Writing about the grain market is a challenge on the day the nation goes to the polls to vote for a new president. Reporting on recent price changes and about thoughts for the future does not seem important this morning compared to events of the day to come.
Today, we do something we have not done for eight years, and it feels momentous. The commentators all tell us this is the most crucial election in our lives. I seem to remember they told us that last time.
John Quincy Adams probably heard the same thing.
Maybe the momentous and critical nature is true this time. What is true is that we have never chosen from candidates so obviously flawed, although we have chosen before from candidates with comparable hidden flaws.
In a few years we may know how our choice did. We hope that our experiment as a representative democracy survives our political process.
Grain prices
With that cheerful backdrop we look at grain price movement. Harvest progress is an old story. The harvest has gone well.
Our pace is well ahead of normal for corn and soybeans. It is just not as good as last year. The corn crop is 93 percent harvested in the country, and 91 percent done in Ohio.
Last week, the country was at 65, the state at 75. Our average for the U.S. at this time is 85 percent, although Ohio’s is only 67 percent.
The soybeans are a similar situation. Ohio is at 95 percent harvested, up from 88 a week ago. The national stats are similar, at 93 for this week and 87 for last. The average for Ohio is 85, but we were at 98 last year.
The U.S. has a 91 percent average harvest at this date, and was at 94 last year.
Harvest order
Some parts of the country run the beans first, some parts do them late. Right now we are doing all the remainder at the same time. In Northeast Ohio and Northwest Pennsylvania, a Sunday drive revealed areas of complete harvest, areas of corn fields still standing, and areas with both.
In some cases the beans were not ready when most farmers were combining in good weather. Sometimes this was because of local showers, or planting date. In some cases it was the maturity.

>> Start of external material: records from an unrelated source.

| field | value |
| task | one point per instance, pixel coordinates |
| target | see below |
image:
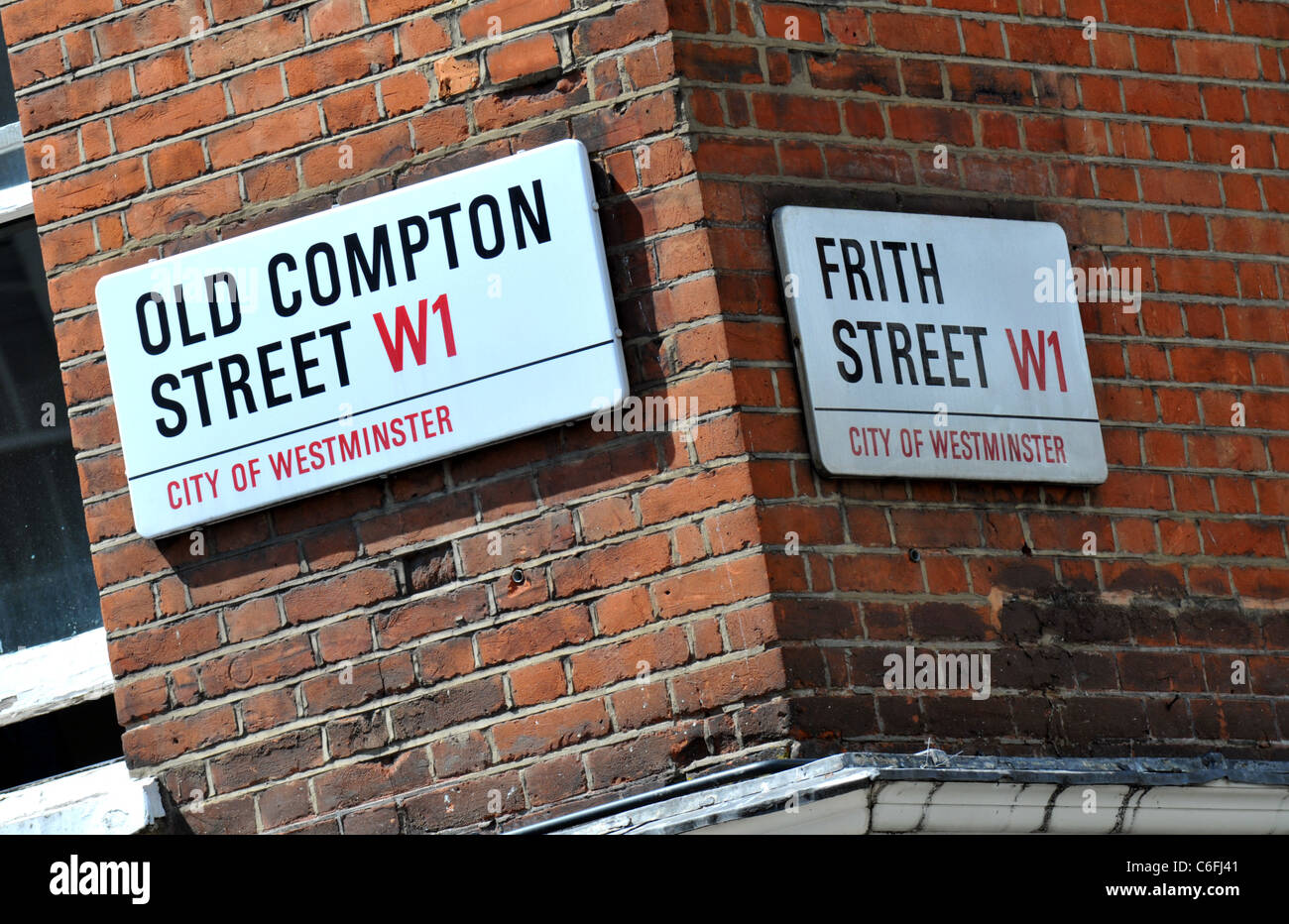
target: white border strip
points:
(101, 799)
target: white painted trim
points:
(47, 677)
(16, 202)
(101, 799)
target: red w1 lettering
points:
(1027, 355)
(416, 339)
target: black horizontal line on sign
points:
(959, 413)
(369, 410)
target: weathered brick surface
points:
(361, 661)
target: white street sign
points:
(410, 326)
(936, 347)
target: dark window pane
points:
(47, 584)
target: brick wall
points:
(359, 661)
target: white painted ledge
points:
(101, 799)
(47, 677)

Some food-grade beans are still standing in my neighborhood. An area north of Conneaut Lake, Pennsylvania, has more than half of the crops standing.
Market enthusiasm
Last week I was enthusiastic that we were seeing good gains off early harvest lows During the last ten days; however, we have seen some setback. Prices for corn and soybeans got to levels not seen since the summer, then declined.

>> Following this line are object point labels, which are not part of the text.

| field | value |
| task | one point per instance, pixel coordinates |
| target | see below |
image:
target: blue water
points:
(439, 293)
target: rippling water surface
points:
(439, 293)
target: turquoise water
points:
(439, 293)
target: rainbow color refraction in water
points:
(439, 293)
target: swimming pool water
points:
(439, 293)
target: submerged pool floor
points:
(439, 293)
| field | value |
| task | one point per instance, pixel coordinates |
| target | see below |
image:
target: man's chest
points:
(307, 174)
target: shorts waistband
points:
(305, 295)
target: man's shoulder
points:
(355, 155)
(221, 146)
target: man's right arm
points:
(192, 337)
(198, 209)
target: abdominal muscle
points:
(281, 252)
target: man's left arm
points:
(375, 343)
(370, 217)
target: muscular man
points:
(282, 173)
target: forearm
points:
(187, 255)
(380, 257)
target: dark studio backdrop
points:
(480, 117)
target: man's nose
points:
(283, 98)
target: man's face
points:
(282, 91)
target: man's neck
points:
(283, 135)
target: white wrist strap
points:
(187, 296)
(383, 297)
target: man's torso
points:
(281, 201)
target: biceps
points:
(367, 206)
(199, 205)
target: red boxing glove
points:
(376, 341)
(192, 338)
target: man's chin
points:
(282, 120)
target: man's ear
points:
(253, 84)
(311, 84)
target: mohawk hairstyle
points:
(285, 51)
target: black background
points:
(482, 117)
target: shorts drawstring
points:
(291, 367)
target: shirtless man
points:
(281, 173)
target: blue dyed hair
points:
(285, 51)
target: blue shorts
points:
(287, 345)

They have gained the last two sessions, however.
Look at the December corn futures. The recent low was $3.25 on Sept. 30. The recent high was $3.591⁄4 on Oct. 20. The low was put in again at $3.441⁄4 on Nov. 2, a drop of 14 cents. Then, we recovered a little to the current, on Nov. 8 morning, $3.47.
Look at the chart and it is mostly sideways right now. Look carefully and you see the changes.

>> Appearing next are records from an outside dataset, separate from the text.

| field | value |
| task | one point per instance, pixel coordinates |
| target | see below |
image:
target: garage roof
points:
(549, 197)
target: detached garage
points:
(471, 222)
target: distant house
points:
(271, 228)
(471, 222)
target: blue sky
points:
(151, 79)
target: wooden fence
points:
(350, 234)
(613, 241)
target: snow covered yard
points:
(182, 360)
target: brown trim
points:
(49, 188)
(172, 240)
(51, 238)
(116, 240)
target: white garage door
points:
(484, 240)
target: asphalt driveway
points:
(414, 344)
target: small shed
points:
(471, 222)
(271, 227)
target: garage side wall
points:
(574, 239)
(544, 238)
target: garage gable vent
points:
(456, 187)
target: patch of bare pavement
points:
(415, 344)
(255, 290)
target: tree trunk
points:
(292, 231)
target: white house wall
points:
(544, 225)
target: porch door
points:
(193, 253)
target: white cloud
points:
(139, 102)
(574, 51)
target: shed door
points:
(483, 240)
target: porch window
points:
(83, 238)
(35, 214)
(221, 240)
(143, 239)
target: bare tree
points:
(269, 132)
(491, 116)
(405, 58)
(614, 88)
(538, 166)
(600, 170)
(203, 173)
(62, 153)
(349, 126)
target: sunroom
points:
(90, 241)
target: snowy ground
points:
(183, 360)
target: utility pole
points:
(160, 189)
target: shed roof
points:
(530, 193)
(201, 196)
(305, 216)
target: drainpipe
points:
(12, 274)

Soybean charts are a little more dynamic. The November futures show a high on Oct. 27 at $10.31. By the 2nd of November, we had lost 48 cents, to a low of $9.83.
However, this morning we are trading at $10.06-3⁄4, which is up more than eight cents for the day so far.
Good exports
The soybeans have benefitted from good export news. This week we sold 132,000 tons of beans to China and 135,000 tons of meal to the Philippines.
We exported 2.6 million metric tons last week, the third best inspection number of the year. This was also the four week in a row of exports over 2.5 million metric tons.
This export pace has us ahead of last year and ahead of the five-year average. It has, however, been predicted in the export surge USDA has predicted for the year.
While the pace has helped current prices, exports need to continue to be fast in order to not become a negative on prices instead of the current positive.